Выбери любимый жанр

Сталин. Жизнь одного вождя - Хлевнюк Олег Витальевич - Страница 57


Перейти на страницу:
Изменить размер шрифта:

57

На внешнеполитическом поле мюнхенская политика не оставила Сталину иного выбора, как попытаться вбить клин между западными демократиями и Гитлером. Этой задаче служила серия демаршей, осуждавших Великобританию и Францию и, напротив, приглашавших Германию к улучшению двусторонних отношений. Наиболее весомо такие заявления прозвучали в докладе Сталина на XVIII партийном съезде в марте 1939 г. В выступлении, названном на Западе «речью о жареных каштанах», Сталин предупредил британцев и французов, что не собирается таскать для них каштаны из огня, что считает их провокаторами, стремящимися столкнуть СССР с Германией. Немцам же Сталин заявил, что западным странам не удалось «поднять ярость Советского Союза против Германии, отравить атмосферу и спровоцировать конфликт с Германией без видимых на то оснований»[443]. Буквально через несколько дней хрупкое перемирие в Европе было взорвано. Гитлер, уверенный в своей безнаказанности, захватил всю Чехословакию. Даже оптимистам становилось ясно, что Мюнхен вел к мировой войне. Акции Сталина как третьей силы поползли вверх. Он получил возможность выбирать.
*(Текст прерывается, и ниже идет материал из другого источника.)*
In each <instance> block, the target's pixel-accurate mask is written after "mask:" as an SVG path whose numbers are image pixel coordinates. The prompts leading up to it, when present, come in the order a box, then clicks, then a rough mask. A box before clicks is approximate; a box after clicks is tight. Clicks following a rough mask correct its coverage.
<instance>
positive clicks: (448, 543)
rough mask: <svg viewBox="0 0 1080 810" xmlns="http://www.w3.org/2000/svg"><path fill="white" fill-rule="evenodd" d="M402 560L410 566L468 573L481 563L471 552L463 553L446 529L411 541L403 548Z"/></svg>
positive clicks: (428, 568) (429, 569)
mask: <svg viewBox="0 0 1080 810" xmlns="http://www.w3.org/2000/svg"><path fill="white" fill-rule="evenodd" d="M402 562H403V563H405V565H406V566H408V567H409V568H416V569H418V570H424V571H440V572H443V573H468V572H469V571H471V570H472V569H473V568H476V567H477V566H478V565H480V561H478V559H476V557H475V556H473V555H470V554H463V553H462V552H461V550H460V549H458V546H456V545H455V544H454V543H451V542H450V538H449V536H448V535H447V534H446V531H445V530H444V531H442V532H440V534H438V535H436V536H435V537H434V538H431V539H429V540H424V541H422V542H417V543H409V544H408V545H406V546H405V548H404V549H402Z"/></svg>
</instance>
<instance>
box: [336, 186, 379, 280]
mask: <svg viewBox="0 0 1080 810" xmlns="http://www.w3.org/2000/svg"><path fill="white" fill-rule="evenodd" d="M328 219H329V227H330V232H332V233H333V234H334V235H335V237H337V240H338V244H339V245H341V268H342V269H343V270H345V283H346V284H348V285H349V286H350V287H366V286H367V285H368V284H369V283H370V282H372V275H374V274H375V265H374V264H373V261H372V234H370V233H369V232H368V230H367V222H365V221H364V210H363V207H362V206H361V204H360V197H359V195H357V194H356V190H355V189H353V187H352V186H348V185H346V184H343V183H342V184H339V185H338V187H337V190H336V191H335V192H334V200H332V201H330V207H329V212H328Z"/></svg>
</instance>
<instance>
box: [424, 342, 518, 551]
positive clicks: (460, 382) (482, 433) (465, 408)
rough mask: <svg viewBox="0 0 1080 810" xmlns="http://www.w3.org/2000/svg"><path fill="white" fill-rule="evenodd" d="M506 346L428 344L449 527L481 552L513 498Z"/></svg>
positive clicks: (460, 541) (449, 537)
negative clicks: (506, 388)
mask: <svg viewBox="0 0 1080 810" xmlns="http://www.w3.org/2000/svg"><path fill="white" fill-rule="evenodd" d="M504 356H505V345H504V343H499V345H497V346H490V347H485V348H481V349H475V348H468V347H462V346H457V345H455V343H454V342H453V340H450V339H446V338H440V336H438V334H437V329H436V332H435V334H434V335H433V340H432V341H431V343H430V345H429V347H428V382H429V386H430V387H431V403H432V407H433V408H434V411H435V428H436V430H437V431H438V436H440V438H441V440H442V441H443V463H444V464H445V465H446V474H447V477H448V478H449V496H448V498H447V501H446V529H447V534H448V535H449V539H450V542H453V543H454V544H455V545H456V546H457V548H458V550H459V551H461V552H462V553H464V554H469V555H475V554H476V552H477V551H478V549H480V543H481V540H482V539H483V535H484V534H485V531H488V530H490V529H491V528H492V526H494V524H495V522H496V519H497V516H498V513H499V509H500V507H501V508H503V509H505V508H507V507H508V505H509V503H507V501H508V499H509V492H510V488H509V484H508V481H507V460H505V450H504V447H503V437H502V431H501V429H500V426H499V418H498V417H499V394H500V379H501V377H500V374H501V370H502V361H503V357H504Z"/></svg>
Весна и лето 1939 г. прошли в бесконечных дипломатических маневрах и переговорах. Разобраться в их сути и реальных намерениях сторон было непросто самим участникам событий, не говоря уже о современных историках. Никто не доверял никому, каждый старался перехитрить партнера. Переговоры СССР с Великобританией и Францией не стали исключением. Они шли трудно и плохо, несмотря на усилия советского наркома иностранных дел М. Литвинова[444], связавшего свою политическую репутацию с курсом на сплочение антигитлеровских сил с участием СССР. В начале мая 1939 г. Сталин сделал решительный шаг, отправив Литвинова в отставку. Наркомом иностранных дел по совместительству был назначен председатель правительства Молотов. Это был, несомненно, дружественный жест в сторону Германии. Кроме того, с приходом Молотова изменился механизм принятия внешнеполитических решений в СССР. Сталин сумел полностью сосредоточить внешнюю политику в своих руках, не только по существу, как было и ранее, но также технически. Молотов как постоянный собеседник или слушатель был более удобен для Сталина, чем Литвинов, довольно редко посещавший сталинский кабинет. Этот организационно-политический аспект сыграл важную роль. Сталин приспосабливал систему высшей власти к своим привычкам и ритму жизни. Замена Литвинова Молотовым была частным случаем такого приспособления.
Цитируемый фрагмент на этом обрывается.